Assistant coach Jacques Beaulieu said five-on-five hockey remains important, even though special teams have taken over with the new rules enforcement.

"Our first concern is always playing well in our own zone and making sure we get out clean," Beaulieu said. "When we're on defence, we don't want anybody cheating. If one guy's cheating, he's cheating his teammates and our team and we don't want that."

But in Bolland's case there is an explanation, Beaulieu said.

"He had a lot of minuses early in the season when we went 0-4. He was playing a lot and we didn't have much at the time," Beaulieu said of the games before forwards Rob Schremp and Dylan Hunter and goalie Adam Dennis returned from pro camps.

"We know defensively David is responsible. Sometimes you get bad breaks -- a guy coming out of the penalty box and getting a breakaway and I think that's happened to him twice now (which counts against a player's plus/minus)."

Sixteen of Bolland's 25 goals have been scored on the power play but as Beaulieu pointed out, Bolland has been stung with the Knights enjoying the man advantage.
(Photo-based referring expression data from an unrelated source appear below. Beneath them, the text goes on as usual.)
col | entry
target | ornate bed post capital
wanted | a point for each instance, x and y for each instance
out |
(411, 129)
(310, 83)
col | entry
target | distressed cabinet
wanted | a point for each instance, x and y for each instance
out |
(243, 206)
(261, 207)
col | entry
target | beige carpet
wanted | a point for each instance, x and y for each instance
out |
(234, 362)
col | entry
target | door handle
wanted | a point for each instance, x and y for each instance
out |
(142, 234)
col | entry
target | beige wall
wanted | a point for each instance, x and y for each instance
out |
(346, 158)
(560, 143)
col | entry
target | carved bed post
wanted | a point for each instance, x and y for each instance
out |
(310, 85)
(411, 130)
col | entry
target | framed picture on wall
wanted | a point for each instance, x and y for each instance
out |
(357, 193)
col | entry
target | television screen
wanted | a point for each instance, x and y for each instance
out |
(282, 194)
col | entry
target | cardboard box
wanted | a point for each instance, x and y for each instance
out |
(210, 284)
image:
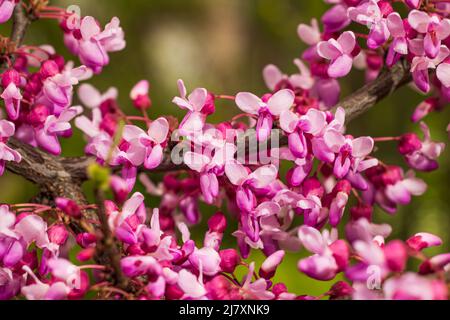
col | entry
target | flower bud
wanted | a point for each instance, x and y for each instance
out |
(58, 234)
(38, 115)
(220, 288)
(86, 254)
(396, 255)
(409, 143)
(413, 4)
(340, 290)
(139, 95)
(279, 288)
(229, 260)
(10, 76)
(423, 240)
(69, 207)
(86, 240)
(341, 254)
(362, 210)
(217, 223)
(270, 265)
(48, 69)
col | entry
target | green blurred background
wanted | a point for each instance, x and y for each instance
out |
(223, 45)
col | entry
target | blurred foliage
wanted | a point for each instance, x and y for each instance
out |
(223, 45)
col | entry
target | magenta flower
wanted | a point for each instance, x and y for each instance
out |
(351, 152)
(423, 240)
(340, 53)
(322, 265)
(139, 95)
(6, 153)
(312, 123)
(6, 9)
(433, 27)
(92, 98)
(55, 126)
(194, 103)
(256, 290)
(399, 46)
(210, 165)
(245, 181)
(265, 110)
(370, 14)
(191, 285)
(424, 157)
(143, 147)
(94, 45)
(402, 190)
(12, 97)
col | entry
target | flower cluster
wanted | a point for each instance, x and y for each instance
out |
(323, 204)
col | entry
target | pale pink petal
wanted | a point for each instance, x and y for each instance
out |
(312, 239)
(158, 130)
(340, 67)
(190, 284)
(395, 25)
(236, 172)
(330, 50)
(347, 41)
(198, 98)
(419, 20)
(362, 147)
(263, 176)
(89, 96)
(443, 74)
(272, 76)
(248, 102)
(334, 140)
(281, 101)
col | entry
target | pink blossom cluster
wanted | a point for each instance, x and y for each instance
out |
(323, 205)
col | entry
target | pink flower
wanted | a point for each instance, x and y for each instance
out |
(399, 46)
(240, 177)
(370, 14)
(435, 30)
(139, 95)
(401, 191)
(47, 136)
(255, 290)
(44, 291)
(210, 165)
(191, 285)
(33, 229)
(265, 110)
(12, 97)
(340, 53)
(322, 265)
(423, 240)
(135, 266)
(144, 147)
(310, 34)
(424, 158)
(271, 264)
(58, 89)
(6, 153)
(6, 9)
(206, 260)
(336, 18)
(312, 123)
(94, 45)
(92, 98)
(410, 286)
(351, 152)
(194, 103)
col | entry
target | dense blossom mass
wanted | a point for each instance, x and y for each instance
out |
(323, 205)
He's usually on the point during the power play and he's the first to admit playing the blue-line is not his strong suit.
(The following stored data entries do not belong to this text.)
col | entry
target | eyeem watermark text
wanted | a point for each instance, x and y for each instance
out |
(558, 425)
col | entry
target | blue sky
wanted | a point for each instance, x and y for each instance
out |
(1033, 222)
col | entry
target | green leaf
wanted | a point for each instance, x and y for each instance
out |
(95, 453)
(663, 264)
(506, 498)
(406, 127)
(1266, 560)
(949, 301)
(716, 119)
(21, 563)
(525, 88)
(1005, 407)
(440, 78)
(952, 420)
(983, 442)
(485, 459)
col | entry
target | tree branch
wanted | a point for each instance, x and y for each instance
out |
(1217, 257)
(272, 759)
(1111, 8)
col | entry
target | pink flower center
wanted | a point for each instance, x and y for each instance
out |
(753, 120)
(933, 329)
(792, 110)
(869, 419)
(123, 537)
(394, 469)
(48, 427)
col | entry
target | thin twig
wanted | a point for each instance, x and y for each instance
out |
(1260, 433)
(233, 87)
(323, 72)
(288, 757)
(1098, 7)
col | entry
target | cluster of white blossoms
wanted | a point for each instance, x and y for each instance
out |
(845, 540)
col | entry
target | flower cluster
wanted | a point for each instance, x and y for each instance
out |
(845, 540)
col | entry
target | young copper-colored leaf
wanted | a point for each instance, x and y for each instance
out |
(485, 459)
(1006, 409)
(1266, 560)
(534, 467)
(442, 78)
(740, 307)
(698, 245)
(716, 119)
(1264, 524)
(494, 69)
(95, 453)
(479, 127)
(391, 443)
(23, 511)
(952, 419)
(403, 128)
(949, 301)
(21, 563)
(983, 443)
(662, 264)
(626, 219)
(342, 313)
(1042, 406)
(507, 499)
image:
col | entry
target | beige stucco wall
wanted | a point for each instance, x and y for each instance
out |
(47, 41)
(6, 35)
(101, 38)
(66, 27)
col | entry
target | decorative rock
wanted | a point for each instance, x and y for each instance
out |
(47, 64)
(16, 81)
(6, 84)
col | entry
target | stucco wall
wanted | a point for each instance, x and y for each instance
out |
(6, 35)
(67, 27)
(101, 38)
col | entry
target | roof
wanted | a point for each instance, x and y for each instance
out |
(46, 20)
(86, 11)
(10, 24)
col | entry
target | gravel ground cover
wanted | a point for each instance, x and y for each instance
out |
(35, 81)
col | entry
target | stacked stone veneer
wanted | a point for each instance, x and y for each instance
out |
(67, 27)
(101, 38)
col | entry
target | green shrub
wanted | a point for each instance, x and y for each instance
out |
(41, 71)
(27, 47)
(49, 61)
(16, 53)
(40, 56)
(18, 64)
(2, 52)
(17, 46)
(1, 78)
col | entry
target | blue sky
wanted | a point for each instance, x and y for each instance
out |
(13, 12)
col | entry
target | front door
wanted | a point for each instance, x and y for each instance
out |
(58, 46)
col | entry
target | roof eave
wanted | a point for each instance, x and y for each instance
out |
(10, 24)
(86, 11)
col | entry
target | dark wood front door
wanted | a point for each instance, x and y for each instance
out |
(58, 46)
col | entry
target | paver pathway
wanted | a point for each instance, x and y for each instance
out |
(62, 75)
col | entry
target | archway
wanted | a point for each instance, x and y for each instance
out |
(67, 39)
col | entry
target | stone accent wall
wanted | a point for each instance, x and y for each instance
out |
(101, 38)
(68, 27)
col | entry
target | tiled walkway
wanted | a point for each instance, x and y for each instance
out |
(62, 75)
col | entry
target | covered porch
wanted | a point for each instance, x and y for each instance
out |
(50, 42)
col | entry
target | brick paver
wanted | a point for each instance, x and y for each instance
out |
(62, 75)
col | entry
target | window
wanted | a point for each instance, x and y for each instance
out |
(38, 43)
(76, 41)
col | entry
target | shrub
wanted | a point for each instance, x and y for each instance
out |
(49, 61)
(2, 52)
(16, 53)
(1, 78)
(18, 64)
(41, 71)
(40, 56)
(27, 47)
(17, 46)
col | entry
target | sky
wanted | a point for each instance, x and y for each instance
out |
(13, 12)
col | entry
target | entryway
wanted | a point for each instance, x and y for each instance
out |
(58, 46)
"I know I'm not as good defensively as some of the guys in our room, but it's an important part of the game," Bolland said.

"I know it's a PP (power play) game now, but we still have to get it done five-on-five. I know that . . . and we're looking to improve that."

Bolland will make the Canadian team for the world junior championship in Vancouver and his plus/minus will be a consideration as to how he's used.

"I'm sure they look at it," Beaulieu said, "but (Hockey Canada chief scout) Blair Mackasey sees the way David plays hard five-on-five."

The Chicago Blackhawks, Bolland's future employer after picking him in the second round, 32nd overall, in the 2004 NHL draft, have also been checking the numbers.

"The Chicago scouts look at that and they know I should be a plus, there's no way I should be a minus," Bolland said.

"I'm working on it. I'm going to improve that. They're expecting a plus . . . and they called, just to make sure I should start scoring some goals on even strength."

Earlier, he was at minus-seven.

"To start it was all PP, every other shift it was PP," Bolland said. "I knew it was going to come down. It was going to take time. I just have to work harder on even strength."

The power play is a major part of the game and there's no arguing Bolland's contribution with the man advantage.

With strict enforcement by the referees -- or at least by most of them -- teams are averaging 25 penalty minutes a game and eight power plays a game. The average last season was five power plays per team per game.

The restraining fouls are what the OHL is after and hooking penalties are up 180 per cent, tripping 145 per cent and holding 106 per cent. But with the crackdown, players aren't getting as frustrated and fighting has declined 31 per cent while major stick infractions are down significantly -- 60 per cent fewer cross-checking majors and 50 per cent fewer slashing majors.

Ted Baker, the OHL's director of hockey operations, said discipline has also been "lighter than usual."

Beaulieu said "with the way our league is going, you're spending half the game with special teams," which puts even more emphasis on even-strength play -- at both ends of the ice.

It's a big office, which Bolland is discovering.